Когда это всё началось, даже раньше, когда сту­дентка Сорбонны с красным пером на шляпе (как ни­когда не осмелилась бы ни одна русская революцио­нерка), хотя и с двумя мужьями и пятью детьми за спиной, Инесса первый раз вошла в их парижскую квартиру, а Володя только еще привстал от стола, — как от удара ветра открылось Наде всё, что будет, всё, как будет. И своя беспомощность помешать. И свой долг не мешать.

Надя первая сама и предложила: устраниться. Не могла она взять на себя быть препятствием в жизни такому человеку, довольно было препятствий у него всех других. И не один раз она порывалась — расстать­ся. Но Володя, обдумав, сказал: „Оставайся". Решил. И — навсегда.

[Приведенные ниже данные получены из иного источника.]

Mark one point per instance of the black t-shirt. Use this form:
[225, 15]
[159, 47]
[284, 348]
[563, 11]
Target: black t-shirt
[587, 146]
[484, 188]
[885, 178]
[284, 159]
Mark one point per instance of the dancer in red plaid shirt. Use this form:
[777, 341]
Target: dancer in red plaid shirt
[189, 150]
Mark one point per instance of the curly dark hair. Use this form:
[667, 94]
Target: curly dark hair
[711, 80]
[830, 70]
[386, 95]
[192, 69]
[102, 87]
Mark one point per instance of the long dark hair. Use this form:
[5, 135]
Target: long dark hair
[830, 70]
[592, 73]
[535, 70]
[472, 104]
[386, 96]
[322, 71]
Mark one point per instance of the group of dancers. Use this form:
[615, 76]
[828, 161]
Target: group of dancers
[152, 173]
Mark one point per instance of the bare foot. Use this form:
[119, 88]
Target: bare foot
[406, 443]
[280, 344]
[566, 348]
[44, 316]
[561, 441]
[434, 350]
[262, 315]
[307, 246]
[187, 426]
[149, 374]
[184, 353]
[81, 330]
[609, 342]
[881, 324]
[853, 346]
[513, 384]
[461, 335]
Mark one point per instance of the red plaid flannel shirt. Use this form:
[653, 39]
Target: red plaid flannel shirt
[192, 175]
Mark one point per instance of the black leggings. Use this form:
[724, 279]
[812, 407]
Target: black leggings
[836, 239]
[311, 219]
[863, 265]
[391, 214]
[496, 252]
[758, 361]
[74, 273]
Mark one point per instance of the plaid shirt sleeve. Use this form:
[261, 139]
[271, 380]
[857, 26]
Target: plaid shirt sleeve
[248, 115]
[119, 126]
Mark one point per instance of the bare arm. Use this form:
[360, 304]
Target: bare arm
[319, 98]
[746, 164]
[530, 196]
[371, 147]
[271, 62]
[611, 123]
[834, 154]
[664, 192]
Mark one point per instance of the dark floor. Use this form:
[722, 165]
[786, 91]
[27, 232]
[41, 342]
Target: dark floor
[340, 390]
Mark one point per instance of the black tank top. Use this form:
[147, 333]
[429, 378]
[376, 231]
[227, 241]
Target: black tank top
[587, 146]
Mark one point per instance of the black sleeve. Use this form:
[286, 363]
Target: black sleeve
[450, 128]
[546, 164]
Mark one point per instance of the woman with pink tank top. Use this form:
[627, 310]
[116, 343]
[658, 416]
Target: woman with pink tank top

Значит — нужна. Да и правда, лучше её никто бы с ним не жил. Смириться помогало сознание, что на такого человека и не может женщина претендовать одна. Уже то призвание, что она полезна ему среди других. Рядом с другой. И даже — во многом ближе её.

А оставшись — осталась никогда не мешать. Не выказывать боли. Даже приучиться не ощущать её. А чтоб эта боль выжглась и отмерла — последовательно не щадить её, колоть, жечь. И вот если практически удобно было остановиться в недавней Инессиной ком­нате, то в ней и надо было остановиться, и не перетрав­ливать, когда, сколько, как Володя пробыл тут.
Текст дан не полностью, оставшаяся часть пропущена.